For the past 20 years, whenever you have watched United chase a victory at this stage of the season, it has always been a case of when rather than if they would score the goal to win the game.
It never looked like happening at Blackburn, though. United's best player was Gary Neville and it says it all when your best player in a game when the opponents barely attack is your right-back.
All of a sudden, United are beginning to look short in the critical games, but when your midfielders are 36 and 35 years old, it is inevitable that it will catch up with you.
If Alex Ferguson had just one problem in his team, he could spend £30m on one player to resolve it. But when the problems run right through the team, it is a different story and rebuilding United from here is going to be tremendously difficult.
Defenders Rio Ferdinand and Nemanja Vidic have suffered from injuries this season, while Neville, Ryan Giggs and Paul Scholes are unable to produce the performances of their younger days on a regular basis.
Up front, where United once had four strikers, they now have two in Rooney and Dimitar Berbatov, but Berbatov is not scoring goals at the moment.
Ferguson does not have the options in reserve that he once had and there is no young Giggs or Scholes coming through to threaten the older players.
Breaking a team up and starting again is the hardest thing for any manager to do, but the next rebuild will be the hardest of the lot because we don't know if the money is there for Ferguson to do it.
There are now parallels at United with what happened at Liverpool at the start of the 1990s.
The team that won the title in 1990 needed to be broken up but, having been unbelievably lucky in the transfer market for 25 years, they suddenly became unlucky, and you could say that Liverpool have never recovered.
Twenty years on, Liverpool have still not won the Premier League and, while I am not saying that what will happen with United, this is undoubtedly a crucial time for them in terms of reshaping their squad.
I thought United faced a difficult future in 2006, but Ferguson turned them around and won three league titles on the bounce and a Champions League. However, they had a young Rooney and Cristiano Ronaldo back then. Now, they don't have that quality emerging.
Their chances of winning the league this season are now bleak, but the only saving grace for United is that Chelsea have always faltered when they have been in front.
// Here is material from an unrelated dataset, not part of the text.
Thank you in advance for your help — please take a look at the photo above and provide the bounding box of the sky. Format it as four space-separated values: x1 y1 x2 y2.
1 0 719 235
Yet you just can't see United taking advantage of any possible Chelsea slip by winning their remaining four games.
Chelsea have still to go to Spurs and Liverpool and they could drop points in both of those games, but I'm not sure that United can go to Manchester City and win on Saturday.
Had Jose Mourinho been in charge of Chelsea, they would have had the title wrapped up six weeks ago. But until the medal is around your neck, you haven't won anything and that is the one thing that United and Arsenal will be holding on to.